My fascination for living organisms, especially plants, started in my early childhood when my grandfather introduced me to the wonders of nature. Numerous walks through forests, heath lands, meadows and salt marches with a magnifying glass and binoculars seeded my interest in understanding the factors setting limits to species’ growth at some places but not at others. Later I went to boarding school where the focus was on biology almost 24 hours a day, and then after high school I moved to Norway for one year where I attended a Folk High School specializing in outdoor life and sustainable use of nature. Finally, I studied Biology at Aarhus University, earning a Bachelor’s degree by studying what determines the distribution of Palms in the Amazon, and afterwards a Master’s and PhD degree by studying the distribution and diversity patterns of the European flora under the supervision of Jens-Christian Svenning. I love traveling and observing the difference in flora and fauna around the world. I have done fieldwork in the Amazon, Eastern Europe and Greenland, and had research stays in Switzerland (4 months, University of Lausanne, Antoine Guisan) and the United States (6 months, University of Missouri-St.

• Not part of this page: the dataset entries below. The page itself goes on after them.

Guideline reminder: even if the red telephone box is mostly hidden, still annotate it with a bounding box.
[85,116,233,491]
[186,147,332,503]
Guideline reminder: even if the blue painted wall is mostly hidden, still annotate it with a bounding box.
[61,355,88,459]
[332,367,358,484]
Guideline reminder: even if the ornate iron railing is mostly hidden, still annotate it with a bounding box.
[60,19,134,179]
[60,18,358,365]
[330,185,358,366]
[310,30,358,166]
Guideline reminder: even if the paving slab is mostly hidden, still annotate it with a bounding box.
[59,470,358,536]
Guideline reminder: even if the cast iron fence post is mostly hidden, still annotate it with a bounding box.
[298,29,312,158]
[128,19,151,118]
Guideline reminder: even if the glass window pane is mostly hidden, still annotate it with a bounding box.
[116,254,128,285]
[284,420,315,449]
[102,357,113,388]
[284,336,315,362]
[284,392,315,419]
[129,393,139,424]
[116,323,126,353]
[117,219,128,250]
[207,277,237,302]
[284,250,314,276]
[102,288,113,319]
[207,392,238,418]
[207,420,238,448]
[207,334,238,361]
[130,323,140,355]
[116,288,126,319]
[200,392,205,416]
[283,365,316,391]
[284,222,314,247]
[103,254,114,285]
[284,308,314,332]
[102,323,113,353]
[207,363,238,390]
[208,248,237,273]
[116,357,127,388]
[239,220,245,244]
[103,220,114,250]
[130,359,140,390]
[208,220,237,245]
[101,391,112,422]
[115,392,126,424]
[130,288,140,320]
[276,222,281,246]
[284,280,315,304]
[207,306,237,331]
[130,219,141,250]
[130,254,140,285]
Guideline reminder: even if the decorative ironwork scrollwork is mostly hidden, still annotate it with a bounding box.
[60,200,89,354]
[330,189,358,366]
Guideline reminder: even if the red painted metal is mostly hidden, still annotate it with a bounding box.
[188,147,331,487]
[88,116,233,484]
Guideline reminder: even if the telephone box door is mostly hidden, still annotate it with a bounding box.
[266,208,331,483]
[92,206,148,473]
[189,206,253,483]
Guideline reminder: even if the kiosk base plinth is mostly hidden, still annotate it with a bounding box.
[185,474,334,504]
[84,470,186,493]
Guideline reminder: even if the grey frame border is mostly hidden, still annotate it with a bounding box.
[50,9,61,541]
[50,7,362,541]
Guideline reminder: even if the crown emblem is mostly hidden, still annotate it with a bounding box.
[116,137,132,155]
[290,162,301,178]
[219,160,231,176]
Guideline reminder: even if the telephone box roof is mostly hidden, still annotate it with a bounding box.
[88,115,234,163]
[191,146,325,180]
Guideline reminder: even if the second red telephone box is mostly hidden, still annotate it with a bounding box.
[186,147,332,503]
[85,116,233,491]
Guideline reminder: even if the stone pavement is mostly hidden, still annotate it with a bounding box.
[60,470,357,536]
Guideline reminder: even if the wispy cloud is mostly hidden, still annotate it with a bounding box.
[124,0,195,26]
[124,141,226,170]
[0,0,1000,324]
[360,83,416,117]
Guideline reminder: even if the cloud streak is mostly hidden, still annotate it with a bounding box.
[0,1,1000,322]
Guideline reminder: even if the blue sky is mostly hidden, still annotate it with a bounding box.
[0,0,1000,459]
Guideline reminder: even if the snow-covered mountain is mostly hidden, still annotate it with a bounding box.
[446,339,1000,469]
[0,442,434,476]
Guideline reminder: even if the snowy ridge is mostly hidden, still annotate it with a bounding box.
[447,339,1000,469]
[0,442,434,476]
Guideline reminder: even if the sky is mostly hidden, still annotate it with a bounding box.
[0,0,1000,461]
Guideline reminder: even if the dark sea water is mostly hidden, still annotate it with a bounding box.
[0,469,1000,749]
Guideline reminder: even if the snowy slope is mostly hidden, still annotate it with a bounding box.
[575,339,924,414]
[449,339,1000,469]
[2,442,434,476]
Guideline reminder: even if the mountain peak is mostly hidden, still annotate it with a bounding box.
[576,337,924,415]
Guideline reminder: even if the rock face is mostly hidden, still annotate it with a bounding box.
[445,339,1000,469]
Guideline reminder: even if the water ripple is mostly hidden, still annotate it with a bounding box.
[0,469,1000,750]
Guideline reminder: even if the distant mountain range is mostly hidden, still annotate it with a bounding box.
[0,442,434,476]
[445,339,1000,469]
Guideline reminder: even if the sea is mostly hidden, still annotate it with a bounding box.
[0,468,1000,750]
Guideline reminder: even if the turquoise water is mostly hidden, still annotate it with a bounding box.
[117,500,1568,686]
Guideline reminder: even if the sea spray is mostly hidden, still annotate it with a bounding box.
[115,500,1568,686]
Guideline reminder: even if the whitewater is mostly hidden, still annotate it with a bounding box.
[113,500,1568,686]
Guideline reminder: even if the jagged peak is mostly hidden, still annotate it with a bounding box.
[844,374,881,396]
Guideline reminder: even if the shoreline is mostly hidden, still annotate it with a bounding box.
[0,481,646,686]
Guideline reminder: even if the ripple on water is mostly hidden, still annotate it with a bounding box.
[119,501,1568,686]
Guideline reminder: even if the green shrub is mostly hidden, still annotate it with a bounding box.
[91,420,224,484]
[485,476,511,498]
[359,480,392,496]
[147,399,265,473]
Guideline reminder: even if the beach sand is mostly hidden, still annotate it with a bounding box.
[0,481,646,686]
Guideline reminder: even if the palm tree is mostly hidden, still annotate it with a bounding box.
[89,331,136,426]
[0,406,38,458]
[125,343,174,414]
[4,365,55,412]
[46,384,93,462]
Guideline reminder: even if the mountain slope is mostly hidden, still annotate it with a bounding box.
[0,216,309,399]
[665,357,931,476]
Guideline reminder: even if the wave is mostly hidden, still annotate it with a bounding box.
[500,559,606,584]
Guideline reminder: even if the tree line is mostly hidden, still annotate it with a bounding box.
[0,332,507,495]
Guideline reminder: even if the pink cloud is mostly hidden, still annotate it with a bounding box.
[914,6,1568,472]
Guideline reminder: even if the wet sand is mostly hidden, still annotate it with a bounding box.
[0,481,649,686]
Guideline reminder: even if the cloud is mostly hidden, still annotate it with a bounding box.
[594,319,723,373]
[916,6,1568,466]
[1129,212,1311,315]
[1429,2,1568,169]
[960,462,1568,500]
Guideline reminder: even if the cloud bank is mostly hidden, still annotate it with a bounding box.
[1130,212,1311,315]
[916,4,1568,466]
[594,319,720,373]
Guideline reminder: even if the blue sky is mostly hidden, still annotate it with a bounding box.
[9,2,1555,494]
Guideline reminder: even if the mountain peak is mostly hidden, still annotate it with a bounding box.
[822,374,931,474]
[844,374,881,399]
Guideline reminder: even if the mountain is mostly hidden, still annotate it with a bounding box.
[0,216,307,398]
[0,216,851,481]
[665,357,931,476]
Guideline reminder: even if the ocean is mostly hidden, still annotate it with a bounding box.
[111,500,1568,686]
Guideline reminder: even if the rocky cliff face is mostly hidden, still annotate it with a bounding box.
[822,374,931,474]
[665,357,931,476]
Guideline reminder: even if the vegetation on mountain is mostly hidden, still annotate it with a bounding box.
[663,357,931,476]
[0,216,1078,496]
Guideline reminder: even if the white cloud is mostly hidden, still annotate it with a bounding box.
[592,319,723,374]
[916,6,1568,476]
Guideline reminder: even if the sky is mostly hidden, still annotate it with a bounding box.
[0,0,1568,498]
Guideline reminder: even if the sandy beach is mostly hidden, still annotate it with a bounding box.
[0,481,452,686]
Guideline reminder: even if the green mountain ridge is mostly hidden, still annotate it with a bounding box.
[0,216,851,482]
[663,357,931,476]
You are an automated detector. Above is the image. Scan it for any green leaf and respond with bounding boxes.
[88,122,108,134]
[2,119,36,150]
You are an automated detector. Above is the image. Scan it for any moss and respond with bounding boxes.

Louis, Robert E. Ricklefs). Besides my studies I worked as assistant on botanical inventories and guided tours in the green houses of Aarhus Botanical Gardens. I have enjoyed my passion for vascular plants and bryophytes as a leader for botanical excursions to Corsica and Switzerland, as a board member of Denmark’s Bryological Society, and in both my teaching and personal life.

After receiving my PhD degree I joined Niklaus E. Zimmermann’s lab for a Post Doc at the Swiss Federal Research Institute for Forest, Snow and Landscape. Since February 2014 I am back at Aarhus University.